Am 10. Mai 2008 jährte sich zum dritten Mal die Eröffnung des „Denkmals für die ermordeten Juden Europas“ im Herzen Berlins. Zu diesem Anlass bedurfte es besonderer Aktivitäten, und zwar in Form einer seit bereits zwei Jahren erfolgreich stattfindenden „Langen Nacht des Denkmals“. Höhepunkt war das Konzert direkt im Stelenfeld.

Über 2.500 Besucher folgten der Einladung des Förderkreises Denkmal für die ermordeten Juden Europas und erlebten eine einzigartige Welturaufführung. Für dieses Vorhaben schrieb Komponist Harald Weiss ein eigens für diesen Anlass komponiertes Werk. Dirigiert wurde es von Lothar Zagrosek.


Dieses Klanggewebe breitete sich vom Zentrum des Denkmals, also dort, wo die Stelen am höchsten sind, aus.
Wie in konzentrischen Kreisen wurden die Musiker von dieser Position aus in einem Umkreis von ca. 50 Metern verteilt und über ein optisches und akustisches System vom Dirigenten koordiniert. Während der Aufführung war es den zahlreichen Besuchern möglich, sich frei im Denkmal zu bewegen und so „von Stele zu Stele“ einen anderen akustischen Eindruck zu gewinnen.

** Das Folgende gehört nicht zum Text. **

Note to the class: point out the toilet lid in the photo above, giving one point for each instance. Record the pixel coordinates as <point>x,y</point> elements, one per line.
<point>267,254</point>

Dirigiert wurden die Musiker über ein optisches und akustisches System vom Dirigenten Lothar Zagrosek

 

Der Text zur Komposition
Das Musikstück beinhaltet das Gedicht „Welke Blätter“ von Selma Meerbaum-Eisinger, das der Komponist Harald Weiss aufgrund der passenden thematischen Überschneidung für den Anlass und die Komposition „Vor dem Verstummen“ auswählte und vertonte.

Welke Blätter
Plötzlich hallt mein Schritt nicht mehr,
sondern rauschen leise, leise,
wie die tränenvolle Weise,
die ich sing’, von Sehnsucht schwer.
Unter meinen müden Beinen,
die ich hebe wie im Traum,
liegen tot und voll von Weinen
Blätter von dem grossen Baum.

(Selma Meerbaum-Eisinger, 24. September 1939)

 

Selma Meerbaum-Eisinger, geboren am 15. August 1925 in Czernowitz, starb am 16. Dezermber 1942 in dem von der SS geführten Arbeitslager Michailowska.

Die vor Ort gesammelten Spenden kommen der Kampagne 60 x 6.000 für den „Raum der Namen“ zu Gute, zur Erstellung weiterer Biographien der jüdischen Opfer des Holocaust. Wir danken Ihnen nochmals für das zahlreiche Erscheinen und Ihre Spenden. Vielen Dank.